Key Factors in Leading Effective Change – Un-Belonging Yourself and Your People…
Imagine running a meeting for all of your employees where you need to share a major decision about how your business operates (the business that everyone understands and works happily within), which after careful consideration, needs to change. Typically, such change and statements will be backed up by supporting information that shows that the model isn’t working well in a rapidly changing market – it could go as far as saying the current model is ‘dead’.
Inevitably you will get a mixed reaction from the team who are listening. These reactions will range from curious interest to mild and more severe shock. Questions arise like – “What do you mean it’s dead?’’ ‘’Who do we interface with now?’’ ‘’You’re disconnecting us from each other!’’ ‘’What will that mean for our roles?”
The post pandemic economic climate, not helped by international conflict, suggests that many executives will find themselves in restructuring situations over the next 6 to 12 months. The fact is very clear that organisations will continue to face disruptive, complex, and (probably at least in part) painful change. But has this turbulent era taught us anything about how such change should be led?

It is true that most change management has shifted from a very simplistic top-down, “create a vision, change the structure, roll out the new programme, and get buy-in” approach to more emergent, empowered, and purpose-led approaches. Despite this positive change in approach leading change is still a struggle — and sadly the rate of failure for transformation projects remains very high. Even armed with the new agile/ flexible methods, many business leaders wish that their change efforts could go faster, encounter less resistance and produce more original and sustainable outcomes. What is missing?
Recent research has shown that the force that has the greatest impact on change outcomes is our primary need to belong.
While “belonging” in the sense of diversity, equity, and inclusion context — in which each individual is invited to be fully themselves in league with others – is essential to making change happen, in the context of recent research, “belonging” refers to the survival-based belonging that enables any human infant to make it to adulthood and any human adult to fully function in settings they give loyalty to and receive identity from. The fact is that change will always threaten this kind of belonging and challenge its dearly held loyalties.
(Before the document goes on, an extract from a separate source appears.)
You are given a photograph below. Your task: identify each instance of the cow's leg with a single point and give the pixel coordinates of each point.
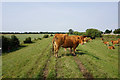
(65, 49)
(70, 50)
(74, 50)
(55, 49)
What works then and makes change more successful? Leaders should pay attention to people’s need to belong. But what does such attention mean? It works in two ways. On the one hand, take great care and time to make others feel secure, involved, and attached to meaningful work – thinking “in this transformation, I’ll ensure that no one gets left behind,” and “you are important to me – and I need you in order to make this work”. Conversely, leading this way also recognises that change requires “un-belonging,” which means two things:
- Building others’ ability and capacity to detach from past loyalties (for example to new ways of working, new team configurations, from assumptions that don’t support the new approach).
- Being able to stand at a distance from any strong fixed belief group in order to create an environment where novel solutions can emerge.
The recognition here is that excessive belonging impedes new futures and therefore there needs to be a balanced approach.

So, the leader must encourage this sense of belonging while they must foster un-belonging by unhooking people sensitively yet firmly from their existing setup, while resisting any temptation to side with fixed points of view that the leader used to hold dear themselves. At times this can feel as strong as betrayal!
So how, exactly, can change leaders walk this belonging/un-belonging tight rope and skilfully attend to people’s most primal need to feel secure in disruptive scenarios? How can they foster both loyalty and the capacity to walk away from what no longer serves? Here are four tactics:
- Be aware of your own emotions.
Look inside yourself and realise that you, too, are feeling a little upset about having to give up a model that had worked well for you. Your own sense of ‘belonging’ is being threatened. This will impact your ability to move from reactive impulse (“I’m betraying my people’s trust!”) to the intentional and creative response (“This is what I know is needed to ensure our future”).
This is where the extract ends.